Besides the physical differences, the 907 used 360^ grooved bearings which have a lot of side-leakage at higher pressures & rpms. These early engines show wear in the mains before the rods (when the mains get worn the rod bearings starve and self-destruct).

Later 910/912 engines use x-drilled cranks and 180^ grooved bearings. There is plenty of evidence on the web (Clevite, etc.) to explain why 180^ mains are superior. Bottom line, better wear and more pressure on the mains protects the rods.

Specific to low pressure readings...
It's not uncommon to see low numbers on 907 or 910 variants when hot...check the spec...it's something like 5psi at idle and 45psi at 6000rpm...someone please clarify for me...

I chased oil pressure problems for years in my 907 assuming it was a bearing problem.
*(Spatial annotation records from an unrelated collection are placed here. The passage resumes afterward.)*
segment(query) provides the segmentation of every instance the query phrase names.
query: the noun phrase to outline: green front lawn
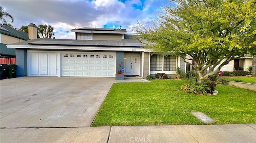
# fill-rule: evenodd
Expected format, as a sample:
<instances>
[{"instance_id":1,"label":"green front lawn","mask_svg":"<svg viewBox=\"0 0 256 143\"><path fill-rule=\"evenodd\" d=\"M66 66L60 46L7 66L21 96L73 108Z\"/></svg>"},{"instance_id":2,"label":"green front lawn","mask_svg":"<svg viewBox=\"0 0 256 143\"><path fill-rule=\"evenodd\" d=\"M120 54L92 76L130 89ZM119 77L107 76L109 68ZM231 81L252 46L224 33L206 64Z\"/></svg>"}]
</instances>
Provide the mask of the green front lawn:
<instances>
[{"instance_id":1,"label":"green front lawn","mask_svg":"<svg viewBox=\"0 0 256 143\"><path fill-rule=\"evenodd\" d=\"M256 84L256 77L226 77L223 78L229 81L233 81L233 80L242 80L243 82Z\"/></svg>"},{"instance_id":2,"label":"green front lawn","mask_svg":"<svg viewBox=\"0 0 256 143\"><path fill-rule=\"evenodd\" d=\"M202 112L213 124L256 123L256 92L218 84L215 96L182 92L180 80L117 83L92 126L204 124L191 113Z\"/></svg>"}]
</instances>

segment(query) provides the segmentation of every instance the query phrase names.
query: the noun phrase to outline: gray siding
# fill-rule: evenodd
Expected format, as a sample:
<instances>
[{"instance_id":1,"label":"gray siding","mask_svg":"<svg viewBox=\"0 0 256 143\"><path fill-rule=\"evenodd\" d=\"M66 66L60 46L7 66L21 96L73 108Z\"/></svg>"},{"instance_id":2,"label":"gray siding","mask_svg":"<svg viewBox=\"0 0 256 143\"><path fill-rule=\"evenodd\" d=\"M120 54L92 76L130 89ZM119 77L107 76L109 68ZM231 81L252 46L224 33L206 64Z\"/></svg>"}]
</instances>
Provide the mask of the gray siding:
<instances>
[{"instance_id":1,"label":"gray siding","mask_svg":"<svg viewBox=\"0 0 256 143\"><path fill-rule=\"evenodd\" d=\"M123 62L122 64L122 68L124 68L124 51L116 52L116 72L119 70L119 64Z\"/></svg>"},{"instance_id":2,"label":"gray siding","mask_svg":"<svg viewBox=\"0 0 256 143\"><path fill-rule=\"evenodd\" d=\"M94 40L122 40L122 34L92 33Z\"/></svg>"},{"instance_id":3,"label":"gray siding","mask_svg":"<svg viewBox=\"0 0 256 143\"><path fill-rule=\"evenodd\" d=\"M28 53L26 49L16 49L17 77L28 76Z\"/></svg>"},{"instance_id":4,"label":"gray siding","mask_svg":"<svg viewBox=\"0 0 256 143\"><path fill-rule=\"evenodd\" d=\"M147 76L147 74L149 74L148 73L148 64L149 64L149 53L144 53L144 70L143 71L143 76Z\"/></svg>"},{"instance_id":5,"label":"gray siding","mask_svg":"<svg viewBox=\"0 0 256 143\"><path fill-rule=\"evenodd\" d=\"M183 59L180 58L180 68L182 71L183 73L185 73L185 70L186 66L186 63L184 62L184 60Z\"/></svg>"}]
</instances>

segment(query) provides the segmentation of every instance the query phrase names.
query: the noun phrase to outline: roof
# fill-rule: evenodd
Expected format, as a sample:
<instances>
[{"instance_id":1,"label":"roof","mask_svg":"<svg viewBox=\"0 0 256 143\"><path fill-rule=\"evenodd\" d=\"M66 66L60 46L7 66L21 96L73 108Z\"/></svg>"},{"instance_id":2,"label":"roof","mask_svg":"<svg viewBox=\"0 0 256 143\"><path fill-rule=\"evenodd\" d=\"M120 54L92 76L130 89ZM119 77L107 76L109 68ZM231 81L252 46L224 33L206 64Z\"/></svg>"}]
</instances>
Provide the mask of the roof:
<instances>
[{"instance_id":1,"label":"roof","mask_svg":"<svg viewBox=\"0 0 256 143\"><path fill-rule=\"evenodd\" d=\"M102 28L83 27L70 30L71 32L85 33L98 33L126 34L127 31L125 29L112 29Z\"/></svg>"},{"instance_id":2,"label":"roof","mask_svg":"<svg viewBox=\"0 0 256 143\"><path fill-rule=\"evenodd\" d=\"M126 29L125 29L83 27L83 28L76 28L74 29L71 29L71 30L85 30L85 31L101 31L127 32Z\"/></svg>"},{"instance_id":3,"label":"roof","mask_svg":"<svg viewBox=\"0 0 256 143\"><path fill-rule=\"evenodd\" d=\"M28 40L28 33L10 27L0 24L0 32L3 34L24 40Z\"/></svg>"},{"instance_id":4,"label":"roof","mask_svg":"<svg viewBox=\"0 0 256 143\"><path fill-rule=\"evenodd\" d=\"M144 47L140 41L135 39L124 39L121 41L86 40L38 38L9 44L15 45L52 45L68 46L95 46L116 47Z\"/></svg>"},{"instance_id":5,"label":"roof","mask_svg":"<svg viewBox=\"0 0 256 143\"><path fill-rule=\"evenodd\" d=\"M6 44L0 43L0 53L1 55L15 55L15 49L14 48L8 48L6 47Z\"/></svg>"}]
</instances>

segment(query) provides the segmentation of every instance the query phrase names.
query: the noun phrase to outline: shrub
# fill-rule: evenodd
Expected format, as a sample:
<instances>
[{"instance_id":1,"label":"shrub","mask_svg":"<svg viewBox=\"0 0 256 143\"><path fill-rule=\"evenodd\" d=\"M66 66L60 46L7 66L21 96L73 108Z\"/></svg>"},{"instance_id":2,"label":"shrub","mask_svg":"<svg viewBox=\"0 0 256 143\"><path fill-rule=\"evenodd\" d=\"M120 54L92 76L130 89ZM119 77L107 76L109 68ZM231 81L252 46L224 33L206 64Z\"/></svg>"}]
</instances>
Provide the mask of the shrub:
<instances>
[{"instance_id":1,"label":"shrub","mask_svg":"<svg viewBox=\"0 0 256 143\"><path fill-rule=\"evenodd\" d=\"M186 76L187 79L190 79L190 77L198 77L198 73L196 72L192 71L187 71Z\"/></svg>"},{"instance_id":2,"label":"shrub","mask_svg":"<svg viewBox=\"0 0 256 143\"><path fill-rule=\"evenodd\" d=\"M155 78L153 76L152 76L151 75L148 75L146 78L146 79L149 80L152 80L152 79L154 79Z\"/></svg>"},{"instance_id":3,"label":"shrub","mask_svg":"<svg viewBox=\"0 0 256 143\"><path fill-rule=\"evenodd\" d=\"M196 84L185 84L180 86L180 89L186 92L194 94L202 93L204 95L206 94L210 90L210 88L205 83Z\"/></svg>"},{"instance_id":4,"label":"shrub","mask_svg":"<svg viewBox=\"0 0 256 143\"><path fill-rule=\"evenodd\" d=\"M252 71L252 66L248 67L247 69L249 71L249 72L251 73Z\"/></svg>"},{"instance_id":5,"label":"shrub","mask_svg":"<svg viewBox=\"0 0 256 143\"><path fill-rule=\"evenodd\" d=\"M157 73L155 74L155 78L164 78L166 79L167 75L164 73Z\"/></svg>"},{"instance_id":6,"label":"shrub","mask_svg":"<svg viewBox=\"0 0 256 143\"><path fill-rule=\"evenodd\" d=\"M181 90L184 92L198 94L202 93L204 95L207 93L212 93L214 90L215 84L210 84L209 80L206 80L203 83L199 84L197 82L198 78L196 76L190 76L190 79L186 80L186 83L180 86ZM213 85L212 86L212 85ZM213 89L211 90L211 88Z\"/></svg>"},{"instance_id":7,"label":"shrub","mask_svg":"<svg viewBox=\"0 0 256 143\"><path fill-rule=\"evenodd\" d=\"M221 78L220 81L220 82L221 82L221 84L226 84L228 83L228 80L227 80L226 79Z\"/></svg>"},{"instance_id":8,"label":"shrub","mask_svg":"<svg viewBox=\"0 0 256 143\"><path fill-rule=\"evenodd\" d=\"M233 79L232 80L234 81L235 81L236 82L242 82L243 81L242 80L240 80L239 79Z\"/></svg>"},{"instance_id":9,"label":"shrub","mask_svg":"<svg viewBox=\"0 0 256 143\"><path fill-rule=\"evenodd\" d=\"M234 76L245 76L250 74L249 72L246 71L234 71L232 72L224 71L223 73L224 76L230 76L232 74Z\"/></svg>"}]
</instances>

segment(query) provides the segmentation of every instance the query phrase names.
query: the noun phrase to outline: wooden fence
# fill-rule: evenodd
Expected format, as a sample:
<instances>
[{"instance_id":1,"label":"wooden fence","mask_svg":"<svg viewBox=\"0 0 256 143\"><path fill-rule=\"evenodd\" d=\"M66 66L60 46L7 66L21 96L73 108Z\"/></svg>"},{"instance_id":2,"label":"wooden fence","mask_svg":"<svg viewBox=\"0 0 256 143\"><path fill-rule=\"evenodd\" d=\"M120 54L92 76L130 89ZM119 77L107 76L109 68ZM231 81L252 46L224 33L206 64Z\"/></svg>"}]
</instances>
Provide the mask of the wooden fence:
<instances>
[{"instance_id":1,"label":"wooden fence","mask_svg":"<svg viewBox=\"0 0 256 143\"><path fill-rule=\"evenodd\" d=\"M15 58L0 58L0 64L16 64L16 59Z\"/></svg>"}]
</instances>

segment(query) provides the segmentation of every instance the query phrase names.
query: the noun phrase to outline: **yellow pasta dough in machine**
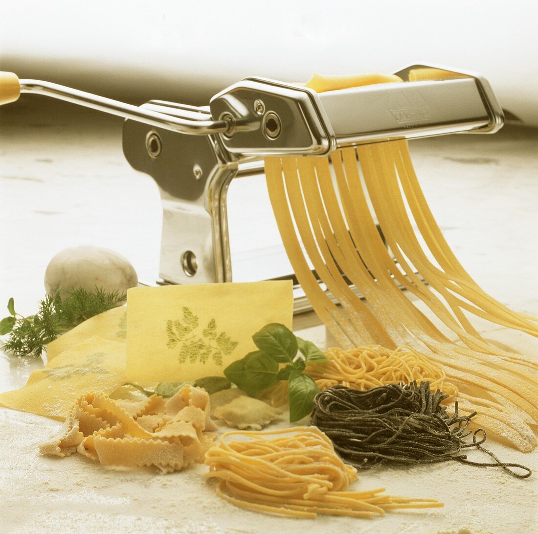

It was actually a mix of problems (worn oil pump, blow-by overheating the oil, etc.).

What to do about it....
The rod bearigns can be replaced by pulling the pan, but I don't recommend it. Labor and parts could easily exceed $1000 and there's no guarantee it will make any difference.

As was previously mentioned, for best results, the crank should be turned and matched to replacement undersized bearings. If you go this route, it makes more sense to rebuild the entire engine.

I'd suggest flushing the oil numerous times to clean out all of the sludge. At $200, replacing the oil pump rotors is fairly cheap and easy and would give you instantly more volume and pressure.

If you want to drive to Atlanta, I'd be more than happy to change your rods and take your money!

good luck!

maigret

169 posts

259 months

Monday 21st February 2005
quotequote all
I replaced the annulus in the oil pump last year which brought the clearances back within spec.

Cost including freight was less than $nz100.(~$us60)

geo_allino

Original Poster:

22 posts

235 months

Tuesday 22nd February 2005
quotequote all
hey THANKS GUYS.

I guess the next thing I am gonna do is gonna change the oil, and later when I get back to Phoexnix, I am gonna check into changing the oil pump as so many of you have suggested.

FIRST OF ALL I WANT TO THANK YOU ALL FOR GIVING ME SO MUCH GOOD INFOMATION. I TRUELY APPRECIATE IT.

Is it hard to change those oil pump?

Thanks!!

maigret

169 posts

259 months

Sunday 27th February 2005
quotequote all
To replace one of the easiest I have done. The pump is external on this motor. Remove the carbs and there it is on the back of the distributor.